Non è casuale che, mentre si frantuma la coesione sociale con l’autonomia regionale differenziata, fatta propria anche da settori del centro sinistra, la Presidente del Consiglio preme perché entro giugno si raggiunga un punto di intesa sul presidenzialismo. La ricerca di accentrare una parte consistente dei poteri esecutivi nelle mani di una persona, nel mese in cui si ricorda il passaggio di origine resistenziale dalla monarchia alla repubblica, rappresenta un altro punto di congiunzione con una nostalgia che si ammanta di efficientismo del futuro ma ha l’odore nauseabondo del passato più buio.

Difficile credere alle coincidenze.
Occhio al calendario quindi, possiamo aspettarci di tutto. Il 25 luglio o l’8 settembre come “giornata della vergogna?”, il 28 aprile come giornata di lutto nazionale? Probabilmente, per giungere a questo passeranno anni, per ora l’importante è dequalificare le giornate che rimandano ai valori fondanti della Costituzione antifascista e torcerne il senso anche con provvedimenti legislativi che le rendano più facilmente memorabili per ragioni antitetiche, come appunto già avvenuto col primo maggio. Intanto anche il Presidente della Repubblica si accoda al nuovo cerimoniale. Tornando al 9 maggio, al giorno della memoria delle vittime del terrorismo, possibile che a Sergio Mattarella venga in mente di ricordare unicamente i tragici morti del rogo di Primavalle e l’uccisione di un esponente del Fronte della Gioventù, (organizzazione giovanile del MSI)? Neanche la capacità di nominare le stragi impunite o le vittime dello squadrismo dal 1945 ad oggi. Intanto però sono in netta crescita le manifestazioni neofasciste quando non neonaziste, per commemorare caduti del regime o dei protagonisti dello stragismo, iniziative che richiamano ad esponenti del ventennio con tanto di saluti romani, croci celtiche e armamentario reducista. Solo folklore? Forse ma il patrocinio offerto dai Comuni, l’accondiscendenza dei prefetti, spesso con scarsa o nulla opposizione delle forze politiche di centro sinistra, fanno pensare ad un lasciapassare che arriva dall’alto. Del resto il ministro dell’Interno Matteo Piantedosi ha recentemente affermato che “sciogliere le organizzazioni neofasciste è un problema complesso”, come a dire “io questa responsabilità non intendo assumermela”. A poco serve che un tribunale consideri, finalmente, il “saluto romano”, un reato anche se in memoria dei morti, quando lo sdoganamento ha ricevuto basi condivise. E ancor più ipocrite risultano le voci apparentemente democratiche che chiedono di eliminare dalla visibilità tutte le ideologie totalitariste. Forse quella maledetta risoluzione del Parlamento Europeo del 19 settembre 2019, che equiparava nei fatti e in maniera assolutamente priva di adeguata contestualizzazione storica, nazifascismo e comunismo, sta riuscendo a produrre in Italia i suoi frutti avvelenati.
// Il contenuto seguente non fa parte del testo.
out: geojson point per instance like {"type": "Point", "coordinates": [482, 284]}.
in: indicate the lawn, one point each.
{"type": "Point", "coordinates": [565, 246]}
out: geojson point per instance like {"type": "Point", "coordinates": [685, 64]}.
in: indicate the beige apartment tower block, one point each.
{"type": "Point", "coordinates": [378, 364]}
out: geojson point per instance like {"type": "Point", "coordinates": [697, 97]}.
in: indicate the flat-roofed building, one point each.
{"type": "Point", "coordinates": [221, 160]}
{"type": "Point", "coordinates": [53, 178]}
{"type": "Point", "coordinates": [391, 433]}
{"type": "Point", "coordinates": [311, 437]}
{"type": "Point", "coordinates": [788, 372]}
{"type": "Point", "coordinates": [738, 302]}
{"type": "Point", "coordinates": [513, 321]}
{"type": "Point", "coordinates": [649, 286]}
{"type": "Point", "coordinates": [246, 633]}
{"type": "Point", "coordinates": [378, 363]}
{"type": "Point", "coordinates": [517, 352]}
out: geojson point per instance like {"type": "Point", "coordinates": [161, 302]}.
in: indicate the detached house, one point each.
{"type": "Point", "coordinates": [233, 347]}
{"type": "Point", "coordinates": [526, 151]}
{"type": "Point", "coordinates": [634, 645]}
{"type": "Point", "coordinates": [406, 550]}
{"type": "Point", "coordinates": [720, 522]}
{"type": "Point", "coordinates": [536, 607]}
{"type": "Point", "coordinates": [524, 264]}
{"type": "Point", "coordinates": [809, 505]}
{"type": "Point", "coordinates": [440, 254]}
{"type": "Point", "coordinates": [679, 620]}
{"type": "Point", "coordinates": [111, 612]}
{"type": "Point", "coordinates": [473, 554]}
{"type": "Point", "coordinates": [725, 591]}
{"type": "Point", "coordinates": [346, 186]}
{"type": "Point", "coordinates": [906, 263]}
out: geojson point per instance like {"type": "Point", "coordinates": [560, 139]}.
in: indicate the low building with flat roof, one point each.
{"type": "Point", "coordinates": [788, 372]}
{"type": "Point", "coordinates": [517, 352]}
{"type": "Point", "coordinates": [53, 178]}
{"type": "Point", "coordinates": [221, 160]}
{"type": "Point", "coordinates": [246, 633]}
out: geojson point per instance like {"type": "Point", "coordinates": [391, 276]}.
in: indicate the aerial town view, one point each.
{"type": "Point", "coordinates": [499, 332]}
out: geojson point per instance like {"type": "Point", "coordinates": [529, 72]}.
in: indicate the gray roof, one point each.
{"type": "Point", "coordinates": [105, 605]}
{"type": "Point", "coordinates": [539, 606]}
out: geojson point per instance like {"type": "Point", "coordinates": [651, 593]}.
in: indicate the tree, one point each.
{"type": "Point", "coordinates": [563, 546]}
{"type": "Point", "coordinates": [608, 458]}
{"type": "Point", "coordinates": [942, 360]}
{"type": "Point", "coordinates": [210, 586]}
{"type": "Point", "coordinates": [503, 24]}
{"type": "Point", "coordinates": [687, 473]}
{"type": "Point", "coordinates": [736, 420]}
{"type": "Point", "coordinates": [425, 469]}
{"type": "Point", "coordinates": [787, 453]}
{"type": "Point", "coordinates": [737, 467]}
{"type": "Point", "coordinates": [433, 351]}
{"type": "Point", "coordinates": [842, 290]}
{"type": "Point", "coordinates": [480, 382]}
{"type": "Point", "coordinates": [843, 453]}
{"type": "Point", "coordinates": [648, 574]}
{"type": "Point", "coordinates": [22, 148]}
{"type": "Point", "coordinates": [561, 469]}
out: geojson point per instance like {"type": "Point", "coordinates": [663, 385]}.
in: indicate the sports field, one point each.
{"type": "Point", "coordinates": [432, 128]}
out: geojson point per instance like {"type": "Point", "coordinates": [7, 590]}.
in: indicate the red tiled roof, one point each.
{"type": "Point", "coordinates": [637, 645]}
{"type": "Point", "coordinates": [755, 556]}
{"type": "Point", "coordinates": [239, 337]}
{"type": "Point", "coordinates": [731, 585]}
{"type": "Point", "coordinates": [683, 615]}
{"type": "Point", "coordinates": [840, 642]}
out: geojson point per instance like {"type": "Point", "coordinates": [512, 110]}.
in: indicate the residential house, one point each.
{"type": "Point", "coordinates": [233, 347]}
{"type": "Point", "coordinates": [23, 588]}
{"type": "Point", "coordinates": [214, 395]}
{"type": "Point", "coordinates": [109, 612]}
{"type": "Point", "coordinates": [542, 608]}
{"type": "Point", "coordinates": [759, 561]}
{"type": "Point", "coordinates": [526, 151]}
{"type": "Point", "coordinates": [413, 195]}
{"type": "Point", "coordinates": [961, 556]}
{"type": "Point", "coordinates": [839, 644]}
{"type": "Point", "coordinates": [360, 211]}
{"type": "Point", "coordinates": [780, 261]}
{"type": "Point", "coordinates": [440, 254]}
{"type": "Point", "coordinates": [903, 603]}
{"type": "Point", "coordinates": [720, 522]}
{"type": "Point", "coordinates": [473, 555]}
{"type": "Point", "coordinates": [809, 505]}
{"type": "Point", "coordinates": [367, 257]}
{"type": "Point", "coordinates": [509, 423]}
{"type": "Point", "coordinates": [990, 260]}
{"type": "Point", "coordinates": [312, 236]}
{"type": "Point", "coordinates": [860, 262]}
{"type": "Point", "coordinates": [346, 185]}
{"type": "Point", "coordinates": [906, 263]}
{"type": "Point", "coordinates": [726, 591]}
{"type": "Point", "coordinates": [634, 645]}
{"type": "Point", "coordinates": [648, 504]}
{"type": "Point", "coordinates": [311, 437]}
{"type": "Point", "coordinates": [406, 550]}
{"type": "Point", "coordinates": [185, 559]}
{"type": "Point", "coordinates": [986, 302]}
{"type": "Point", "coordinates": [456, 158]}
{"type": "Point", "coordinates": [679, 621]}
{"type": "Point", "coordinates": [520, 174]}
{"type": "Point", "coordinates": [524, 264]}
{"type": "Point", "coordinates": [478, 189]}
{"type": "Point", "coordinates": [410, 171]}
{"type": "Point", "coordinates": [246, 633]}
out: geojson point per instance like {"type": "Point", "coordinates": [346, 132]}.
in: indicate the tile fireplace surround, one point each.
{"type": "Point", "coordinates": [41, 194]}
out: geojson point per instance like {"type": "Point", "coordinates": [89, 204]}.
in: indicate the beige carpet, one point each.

E mentre si cerca di realizzare tempi migliori, in cui ridare senso alla storia non confinandola in quella del potere dominante ma ristabilendo la speranza che il periodo di democrazia vissuto non risulti una parentesi fra due regimi, vale la pena anche controbattere. Che ne pensa la signora Meloni di celebrare il 19 febbraio (nel 1937, fu il momento più crudele dell’eccidio di Addis Abeba), in cui morirono quasi 20 mila civili, la giornata delle vittime del colonialismo italiano? Non sono stati in grado di pensarci democristiani, socialisti, comunisti, liberali, tecnici e maggioranze di ogni tipo, ci provi lei che dice di guardare al futuro e non al passato.